During the interview in which Pilnick made this suggestion, CNBC host Carl Quintanilla asked about rising grocery costs. Pilnick’s response detailed one of his company’s marketing campaigns in which consumers are urged to enjoy sugary cereal for dessert. “The cereal category has always been quite affordable, and it tends to be a great destination when consumers are under pressure. If you think about the cost of cereal for a family versus what they might otherwise do, that’s going to be much more affordable,” said Pilnick.
I have nothing against cereal for dinner, okay? During periods of particularly bad mental health, I too have poured myself some Rice Krispies and dissociated while inhaling the entire bowl of cold carbs over the sink. And I’m sure that many families, either due to a lack of funds or a lack of time, sometimes opt for cereal for dinner over other more delicious and nutritious options.
But honestly, making this suggestion so earnestly, so wholeheartedly on national television is just so unabashedly stupid that it has drained what (very) little trust I still had in our economic hierarchy. Pilnick has, obviously, quite predictably, faced enormous backlash from this conversation. During the interview, Quintanilla even asked Pilnick whether he thought this kind of messaging could “land the wrong way,” and Pilnick just doubled down on the cereal for breakfast rhetoric, apparently ignorant of the growing economic resentment that seems to be bubbling to the surface of public life.

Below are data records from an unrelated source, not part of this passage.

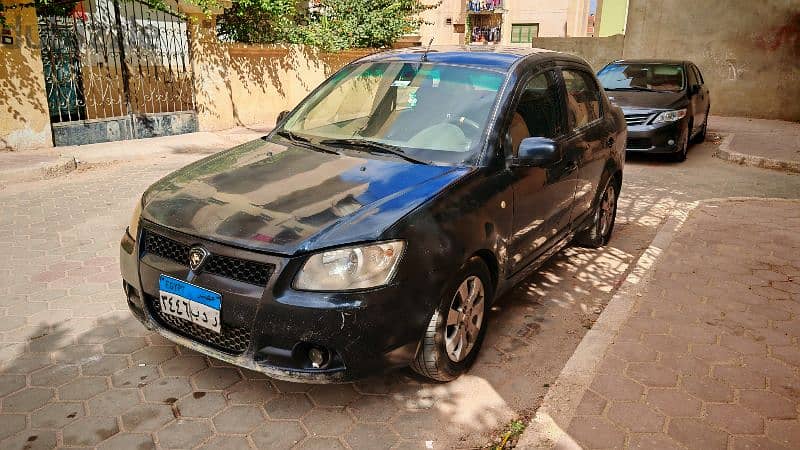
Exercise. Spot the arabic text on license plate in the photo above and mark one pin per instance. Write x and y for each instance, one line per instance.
(189, 302)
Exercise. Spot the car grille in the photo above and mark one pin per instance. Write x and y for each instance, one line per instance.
(230, 340)
(638, 143)
(636, 119)
(251, 272)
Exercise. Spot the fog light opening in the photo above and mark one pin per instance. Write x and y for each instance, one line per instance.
(319, 357)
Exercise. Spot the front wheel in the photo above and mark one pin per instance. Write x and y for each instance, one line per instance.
(599, 232)
(456, 329)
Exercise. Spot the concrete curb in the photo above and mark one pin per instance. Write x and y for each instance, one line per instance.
(548, 427)
(725, 153)
(61, 166)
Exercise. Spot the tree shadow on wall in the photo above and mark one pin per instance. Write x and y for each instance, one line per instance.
(257, 81)
(21, 83)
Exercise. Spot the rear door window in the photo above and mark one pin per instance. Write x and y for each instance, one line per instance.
(583, 98)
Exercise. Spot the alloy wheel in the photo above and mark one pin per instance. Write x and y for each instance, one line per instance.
(464, 318)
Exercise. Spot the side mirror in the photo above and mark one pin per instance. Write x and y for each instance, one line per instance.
(535, 152)
(282, 115)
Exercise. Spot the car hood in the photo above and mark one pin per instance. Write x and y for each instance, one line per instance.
(286, 199)
(647, 100)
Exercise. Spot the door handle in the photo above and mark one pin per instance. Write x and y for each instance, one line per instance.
(570, 167)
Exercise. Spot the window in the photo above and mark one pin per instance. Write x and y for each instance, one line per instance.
(692, 75)
(642, 76)
(583, 98)
(537, 113)
(524, 33)
(697, 74)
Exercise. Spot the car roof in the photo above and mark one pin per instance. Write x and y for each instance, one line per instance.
(651, 61)
(497, 57)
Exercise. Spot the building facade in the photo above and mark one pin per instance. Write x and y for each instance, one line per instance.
(508, 22)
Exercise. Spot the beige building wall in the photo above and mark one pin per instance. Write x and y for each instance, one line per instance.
(237, 84)
(24, 117)
(556, 18)
(437, 27)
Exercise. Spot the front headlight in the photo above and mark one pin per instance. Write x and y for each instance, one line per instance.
(349, 268)
(670, 116)
(133, 227)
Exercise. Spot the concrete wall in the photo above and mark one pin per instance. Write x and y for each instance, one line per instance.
(238, 84)
(749, 52)
(597, 51)
(612, 16)
(24, 117)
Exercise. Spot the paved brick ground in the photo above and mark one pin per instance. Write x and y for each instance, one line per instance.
(710, 357)
(77, 371)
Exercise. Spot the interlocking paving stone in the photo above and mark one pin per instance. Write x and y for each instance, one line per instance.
(184, 434)
(56, 415)
(31, 440)
(328, 421)
(275, 434)
(27, 399)
(90, 431)
(201, 404)
(719, 380)
(146, 417)
(11, 424)
(239, 419)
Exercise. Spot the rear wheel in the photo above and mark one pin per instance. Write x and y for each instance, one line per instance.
(456, 329)
(598, 234)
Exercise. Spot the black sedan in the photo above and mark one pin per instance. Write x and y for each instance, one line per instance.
(375, 226)
(666, 103)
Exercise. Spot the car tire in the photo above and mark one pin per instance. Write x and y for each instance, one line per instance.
(605, 214)
(701, 135)
(680, 155)
(442, 356)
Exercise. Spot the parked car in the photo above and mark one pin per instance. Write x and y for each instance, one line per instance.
(377, 223)
(666, 103)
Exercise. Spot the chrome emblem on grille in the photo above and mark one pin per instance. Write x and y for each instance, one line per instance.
(197, 256)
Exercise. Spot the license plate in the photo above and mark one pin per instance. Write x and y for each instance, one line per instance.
(189, 302)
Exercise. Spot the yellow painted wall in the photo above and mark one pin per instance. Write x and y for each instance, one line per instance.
(237, 84)
(24, 117)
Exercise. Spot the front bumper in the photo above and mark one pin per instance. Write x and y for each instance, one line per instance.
(270, 328)
(657, 138)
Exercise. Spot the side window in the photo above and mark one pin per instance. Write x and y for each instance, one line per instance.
(537, 113)
(692, 75)
(698, 74)
(583, 98)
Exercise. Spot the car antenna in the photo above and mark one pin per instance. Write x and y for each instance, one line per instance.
(427, 49)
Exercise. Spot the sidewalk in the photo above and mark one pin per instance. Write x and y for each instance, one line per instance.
(43, 163)
(699, 349)
(771, 144)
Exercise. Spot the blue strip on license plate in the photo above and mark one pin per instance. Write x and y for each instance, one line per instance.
(189, 291)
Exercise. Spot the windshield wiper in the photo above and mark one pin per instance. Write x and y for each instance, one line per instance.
(375, 147)
(633, 88)
(304, 142)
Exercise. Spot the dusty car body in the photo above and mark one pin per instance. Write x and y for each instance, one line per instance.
(259, 235)
(666, 103)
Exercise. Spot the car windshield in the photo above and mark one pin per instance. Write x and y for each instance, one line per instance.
(432, 112)
(646, 77)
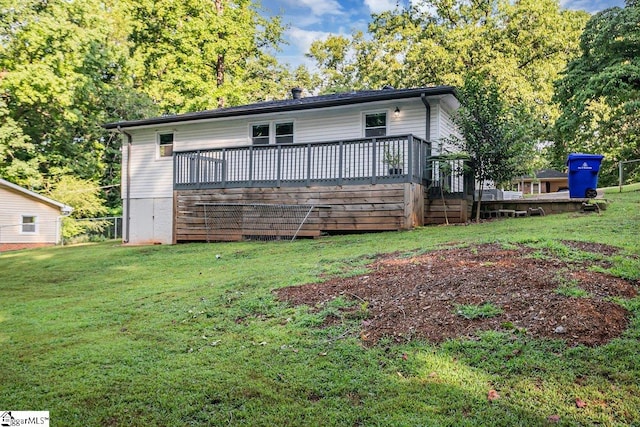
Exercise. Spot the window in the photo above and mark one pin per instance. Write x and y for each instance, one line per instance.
(375, 124)
(260, 134)
(28, 224)
(284, 133)
(165, 141)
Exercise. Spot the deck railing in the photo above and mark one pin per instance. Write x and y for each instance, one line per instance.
(362, 161)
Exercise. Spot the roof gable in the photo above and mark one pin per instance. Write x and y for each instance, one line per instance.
(295, 104)
(63, 208)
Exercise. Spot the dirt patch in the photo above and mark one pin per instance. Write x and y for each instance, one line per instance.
(419, 297)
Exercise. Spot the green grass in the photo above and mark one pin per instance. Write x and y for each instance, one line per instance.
(101, 334)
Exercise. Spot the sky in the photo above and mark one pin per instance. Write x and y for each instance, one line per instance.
(310, 20)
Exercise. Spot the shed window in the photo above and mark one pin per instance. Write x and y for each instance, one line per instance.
(165, 141)
(28, 224)
(284, 133)
(375, 124)
(260, 134)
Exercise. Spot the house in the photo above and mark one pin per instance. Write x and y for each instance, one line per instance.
(28, 219)
(544, 181)
(357, 160)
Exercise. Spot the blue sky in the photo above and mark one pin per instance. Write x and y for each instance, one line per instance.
(310, 20)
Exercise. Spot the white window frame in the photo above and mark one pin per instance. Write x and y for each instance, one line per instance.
(293, 131)
(268, 138)
(34, 223)
(159, 134)
(370, 113)
(272, 131)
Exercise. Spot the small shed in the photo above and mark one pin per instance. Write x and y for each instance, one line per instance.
(28, 219)
(544, 181)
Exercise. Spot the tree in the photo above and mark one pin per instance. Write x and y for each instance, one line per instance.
(84, 197)
(599, 92)
(521, 45)
(496, 135)
(18, 163)
(64, 74)
(194, 55)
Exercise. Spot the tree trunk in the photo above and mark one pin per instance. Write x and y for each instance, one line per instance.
(479, 202)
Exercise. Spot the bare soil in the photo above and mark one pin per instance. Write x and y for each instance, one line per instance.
(418, 297)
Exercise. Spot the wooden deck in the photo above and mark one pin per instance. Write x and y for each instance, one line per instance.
(354, 208)
(352, 181)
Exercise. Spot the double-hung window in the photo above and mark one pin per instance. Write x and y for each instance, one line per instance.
(165, 144)
(260, 134)
(284, 133)
(28, 224)
(268, 133)
(375, 124)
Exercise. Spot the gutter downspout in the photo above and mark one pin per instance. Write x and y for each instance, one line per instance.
(128, 180)
(427, 133)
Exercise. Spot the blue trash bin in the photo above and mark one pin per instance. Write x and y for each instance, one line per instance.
(583, 174)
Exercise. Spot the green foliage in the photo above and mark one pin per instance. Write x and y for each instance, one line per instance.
(496, 136)
(599, 91)
(18, 161)
(70, 66)
(75, 49)
(193, 55)
(520, 45)
(473, 311)
(84, 197)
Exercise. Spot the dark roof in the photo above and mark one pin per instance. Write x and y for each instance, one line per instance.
(305, 103)
(547, 174)
(550, 173)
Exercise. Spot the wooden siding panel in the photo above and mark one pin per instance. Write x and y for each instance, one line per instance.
(349, 208)
(151, 177)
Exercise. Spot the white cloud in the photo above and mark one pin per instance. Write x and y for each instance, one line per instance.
(302, 39)
(378, 6)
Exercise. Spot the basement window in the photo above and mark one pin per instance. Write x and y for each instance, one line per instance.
(284, 133)
(375, 124)
(260, 134)
(165, 144)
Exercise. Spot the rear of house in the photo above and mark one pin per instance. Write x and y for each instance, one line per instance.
(28, 219)
(359, 157)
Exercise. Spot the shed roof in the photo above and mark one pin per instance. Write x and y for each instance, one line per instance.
(304, 103)
(65, 209)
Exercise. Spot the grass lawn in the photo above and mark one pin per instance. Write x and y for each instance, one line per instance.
(102, 334)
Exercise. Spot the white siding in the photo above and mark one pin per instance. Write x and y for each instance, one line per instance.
(13, 205)
(151, 177)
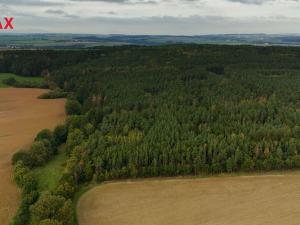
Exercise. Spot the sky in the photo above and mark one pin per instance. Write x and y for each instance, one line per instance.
(156, 17)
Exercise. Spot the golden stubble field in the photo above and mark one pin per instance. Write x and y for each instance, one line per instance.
(22, 116)
(244, 200)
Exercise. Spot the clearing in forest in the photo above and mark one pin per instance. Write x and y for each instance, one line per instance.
(22, 116)
(244, 200)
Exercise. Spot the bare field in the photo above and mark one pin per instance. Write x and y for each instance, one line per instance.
(244, 200)
(22, 116)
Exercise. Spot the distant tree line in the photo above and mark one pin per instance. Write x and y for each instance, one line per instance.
(170, 110)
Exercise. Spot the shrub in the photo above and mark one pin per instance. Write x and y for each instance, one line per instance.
(44, 134)
(60, 134)
(52, 207)
(54, 94)
(23, 156)
(73, 107)
(39, 153)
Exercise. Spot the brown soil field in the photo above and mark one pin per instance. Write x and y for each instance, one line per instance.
(240, 200)
(22, 116)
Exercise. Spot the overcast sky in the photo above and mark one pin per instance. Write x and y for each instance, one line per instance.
(177, 17)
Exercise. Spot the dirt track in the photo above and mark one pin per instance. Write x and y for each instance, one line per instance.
(255, 200)
(22, 116)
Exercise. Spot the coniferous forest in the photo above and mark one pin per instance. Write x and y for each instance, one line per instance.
(159, 111)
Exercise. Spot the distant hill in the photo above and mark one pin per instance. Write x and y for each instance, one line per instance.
(27, 41)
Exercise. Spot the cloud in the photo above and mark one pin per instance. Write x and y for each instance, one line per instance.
(61, 13)
(53, 11)
(251, 1)
(154, 16)
(31, 2)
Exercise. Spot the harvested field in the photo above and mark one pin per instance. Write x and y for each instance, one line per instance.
(22, 116)
(244, 200)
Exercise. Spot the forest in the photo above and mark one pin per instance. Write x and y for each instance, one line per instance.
(137, 111)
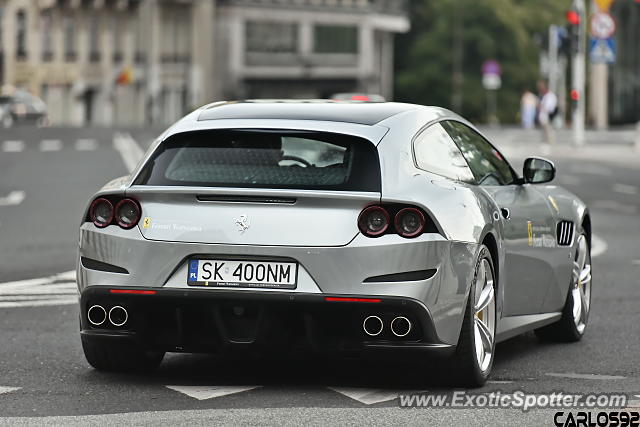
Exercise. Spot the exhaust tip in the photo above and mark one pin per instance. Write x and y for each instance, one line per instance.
(96, 315)
(401, 326)
(372, 326)
(118, 315)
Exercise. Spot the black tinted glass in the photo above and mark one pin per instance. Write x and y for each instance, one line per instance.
(264, 159)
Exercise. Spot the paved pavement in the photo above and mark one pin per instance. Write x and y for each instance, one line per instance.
(43, 189)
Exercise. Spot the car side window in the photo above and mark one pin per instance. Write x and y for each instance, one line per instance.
(436, 152)
(486, 163)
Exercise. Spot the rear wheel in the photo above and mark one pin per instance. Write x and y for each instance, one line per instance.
(473, 359)
(105, 356)
(575, 314)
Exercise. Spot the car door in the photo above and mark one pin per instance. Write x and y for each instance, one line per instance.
(527, 221)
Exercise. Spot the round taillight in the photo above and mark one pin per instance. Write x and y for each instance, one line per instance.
(373, 221)
(101, 212)
(409, 222)
(127, 213)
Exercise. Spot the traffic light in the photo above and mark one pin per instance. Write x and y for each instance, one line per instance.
(573, 29)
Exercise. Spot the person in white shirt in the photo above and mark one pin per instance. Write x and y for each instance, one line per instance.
(528, 109)
(548, 110)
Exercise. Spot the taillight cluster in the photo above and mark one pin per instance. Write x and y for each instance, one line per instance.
(408, 221)
(126, 213)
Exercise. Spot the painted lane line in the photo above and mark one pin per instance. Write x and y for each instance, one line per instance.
(585, 376)
(86, 144)
(43, 303)
(614, 206)
(569, 180)
(209, 392)
(67, 275)
(49, 145)
(129, 150)
(59, 289)
(4, 389)
(370, 396)
(12, 146)
(592, 170)
(625, 189)
(598, 246)
(14, 198)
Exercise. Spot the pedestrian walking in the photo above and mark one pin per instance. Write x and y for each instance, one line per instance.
(528, 109)
(547, 111)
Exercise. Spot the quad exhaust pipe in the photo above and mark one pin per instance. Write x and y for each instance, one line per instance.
(117, 316)
(400, 326)
(372, 326)
(96, 315)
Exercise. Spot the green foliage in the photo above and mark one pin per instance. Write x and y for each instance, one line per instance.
(509, 31)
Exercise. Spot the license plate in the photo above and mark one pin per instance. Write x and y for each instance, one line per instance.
(234, 273)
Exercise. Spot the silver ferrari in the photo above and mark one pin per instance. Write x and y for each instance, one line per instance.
(331, 228)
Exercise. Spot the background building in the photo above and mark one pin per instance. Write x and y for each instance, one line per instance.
(306, 48)
(109, 62)
(624, 75)
(135, 62)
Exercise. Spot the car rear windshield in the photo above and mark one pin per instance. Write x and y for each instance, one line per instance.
(264, 159)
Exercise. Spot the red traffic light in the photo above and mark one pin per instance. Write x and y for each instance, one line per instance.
(575, 95)
(573, 17)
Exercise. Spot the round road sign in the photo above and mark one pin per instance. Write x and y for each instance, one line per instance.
(603, 25)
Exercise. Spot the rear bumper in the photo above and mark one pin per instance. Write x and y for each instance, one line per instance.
(258, 323)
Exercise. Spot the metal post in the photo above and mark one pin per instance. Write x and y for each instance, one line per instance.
(579, 75)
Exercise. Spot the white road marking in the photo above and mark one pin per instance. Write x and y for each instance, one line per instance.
(369, 396)
(12, 199)
(129, 150)
(625, 189)
(586, 376)
(209, 392)
(86, 144)
(50, 145)
(614, 206)
(592, 170)
(12, 146)
(598, 246)
(569, 180)
(59, 289)
(4, 389)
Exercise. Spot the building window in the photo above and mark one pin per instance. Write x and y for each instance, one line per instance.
(47, 36)
(176, 36)
(94, 38)
(271, 37)
(21, 34)
(69, 38)
(335, 39)
(116, 33)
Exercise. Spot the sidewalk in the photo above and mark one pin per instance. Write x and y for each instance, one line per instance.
(515, 135)
(615, 146)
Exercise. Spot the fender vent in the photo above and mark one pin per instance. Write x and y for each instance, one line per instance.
(564, 233)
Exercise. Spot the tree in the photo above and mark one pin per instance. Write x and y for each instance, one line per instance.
(509, 31)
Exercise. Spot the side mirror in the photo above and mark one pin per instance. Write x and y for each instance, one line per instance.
(537, 170)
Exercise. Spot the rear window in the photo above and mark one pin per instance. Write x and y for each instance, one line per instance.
(264, 159)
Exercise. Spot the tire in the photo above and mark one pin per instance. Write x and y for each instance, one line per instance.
(571, 328)
(465, 363)
(105, 356)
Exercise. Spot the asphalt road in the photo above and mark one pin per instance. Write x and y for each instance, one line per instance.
(43, 189)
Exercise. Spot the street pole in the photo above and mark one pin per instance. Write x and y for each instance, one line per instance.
(579, 76)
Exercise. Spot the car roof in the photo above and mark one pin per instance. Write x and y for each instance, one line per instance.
(364, 113)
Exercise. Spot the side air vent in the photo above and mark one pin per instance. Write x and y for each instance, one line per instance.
(564, 232)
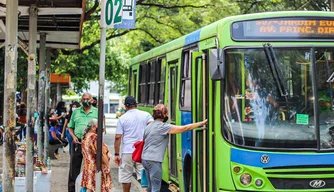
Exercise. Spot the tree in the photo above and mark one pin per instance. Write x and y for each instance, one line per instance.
(158, 22)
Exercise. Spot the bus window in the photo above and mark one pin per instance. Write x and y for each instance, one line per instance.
(160, 84)
(256, 113)
(172, 91)
(143, 84)
(185, 100)
(325, 90)
(151, 83)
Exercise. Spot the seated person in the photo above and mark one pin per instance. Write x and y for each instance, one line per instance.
(55, 136)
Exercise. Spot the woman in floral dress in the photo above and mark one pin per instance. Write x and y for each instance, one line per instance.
(89, 150)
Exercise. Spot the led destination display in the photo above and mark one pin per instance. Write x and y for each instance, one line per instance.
(284, 28)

We should be more than concerned that people like Pilnick and C-suite executives at other companies, who are compensated at absolutely ridiculous rates, have so much political and economic power. Nobody should be able to accumulate this kind of wealth and power when the United Nations reported that 2.4 million people faced moderate to severe food insecurity in 2022. But it’s even more frustrating when it becomes so obvious, like in this case with Pilnick, that these people have zero awareness of the world they’re living in. As other outlets have noted, it’s giving strong “let them eat cake” energy.
As a society, we should not be forgiving of these blunders when they happen. Pilnick, who the Washington Post reported was compensated $4.9 million last year before his promotion to CEO, should feel shame at this gaffe, shame at his warped perceptions of the world, shame at his truly stomach-turning willingness to profit off of the material suffering of people poorer than himself.
I wonder what kind of cereal Pilnick and his family are going to be eating for dinner tonight. I wonder whether he’s using his multi-million dollar salary to fill his bowl with a heaping serving of Froot Loops or Frosted Mini-Wheats. I wonder how much his lifespan will be shortened due to his frequent ingestion of ultra-processed, sugar-laden cereal. But mostly, I wonder what goes through his mind when he wakes up from pangs of hunger late at night because all he had was a bowl of cereal before bed. I wonder if—I hope that—he feels a hole in his center, at his core, that won’t go away no matter how many bowls of Corn Flakes he eats the night before.